Les orientations de la réforme du système de santé ont été au centre des échanges lors de la réunion de la Commission des secteurs sociaux, tenue le lundi 29 décembre 2025, immédiatement après la séance plénière.
La rencontre, présidée par Hamid Nougou, président de la commission, s’est déroulée en présence du ministre de la Santé et de la Protection Sociale (MSPS), Amine Tehraoui. Cette réforme repose notamment sur la mise en place des groupes sanitaires territoriaux, prévus par la loi n°08.22. Selon le ministre, ce dispositif vise à structurer l’offre de soins à l’échelle régionale, à améliorer la coordination entre établissements et à rapprocher la décision sanitaire des territoires.
Une expérimentation pilote est en cours dans la région Tanger-Tétouan-Al Hoceïma. Le modèle regroupe, au sein d’un établissement public unique, un centre hospitalier universitaire, 22 hôpitaux, 295 centres de santé et près de 7.000 professionnels. Le groupe est entré en fonction en octobre 2025, après l’installation de son conseil d’administration en juillet.
Selon Amine Tehraoui, les premiers retours font état d’une meilleure organisation des parcours de soins, d’une gestion régionale unifiée des ressources humaines et d’un renforcement de la coordination entre structures. Un système d’information régional a également été déployé afin d’assurer un suivi continu des patients.
Le ministre a précisé que la généralisation des groupes sanitaires territoriaux se fera de manière progressive à partir de 2026. Le calendrier dépendra de la préparation de chaque région, notamment en matière d’organisation, de ressources humaines et d’infrastructures. Des concertations élargies seront organisées avant chaque lancement.
En parallèle, Amine Tehraoui a rappelé le rôle stratégique des centres hospitaliers universitaires (CHU) dans la réforme du système de santé. Ces établissements concentrent les soins spécialisés, la formation médicale et la recherche scientifique, tout en contribuant à réduire les inégalités territoriales.
Plusieurs projets sont en cours ou en voie d’achèvement. À Agadir, le CHU Mohammed VI a ouvert en novembre 2025 avec une capacité de 867 lits.
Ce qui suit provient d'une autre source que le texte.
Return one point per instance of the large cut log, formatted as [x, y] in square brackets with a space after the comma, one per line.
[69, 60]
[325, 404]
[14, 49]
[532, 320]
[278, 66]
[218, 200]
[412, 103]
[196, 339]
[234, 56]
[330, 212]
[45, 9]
À Laâyoune, l’avancement des travaux atteint 85 %, pour une mise en service prévue début 2026. À Rabat, le nouveau CHU Ibn Sina progresse à un rythme soutenu, avec une livraison attendue en juin 2026.
D’autres projets concernent Guelmim, Errachidia et Béni Mellal, avec des capacités comprises entre 376 et 520 lits. L’objectif est d’élargir l’accès aux soins spécialisés et de limiter les déplacements vers les grands pôles hospitaliers.
Le ministre a souligné que ces investissements visent à améliorer la qualité des soins, à renforcer la formation des professionnels et à soutenir la recherche médicale. Ils s’inscrivent dans une vision globale de modernisation du système de santé.
Amine Tehraoui a enfin insisté sur l’importance d’un suivi continu de la réforme, orienté vers l’ajustement des dispositifs et la résolution des contraintes opérationnelles. Selon lui, l’évaluation accompagne le déploiement, sans remettre en cause le choix stratégique opéré par l’État.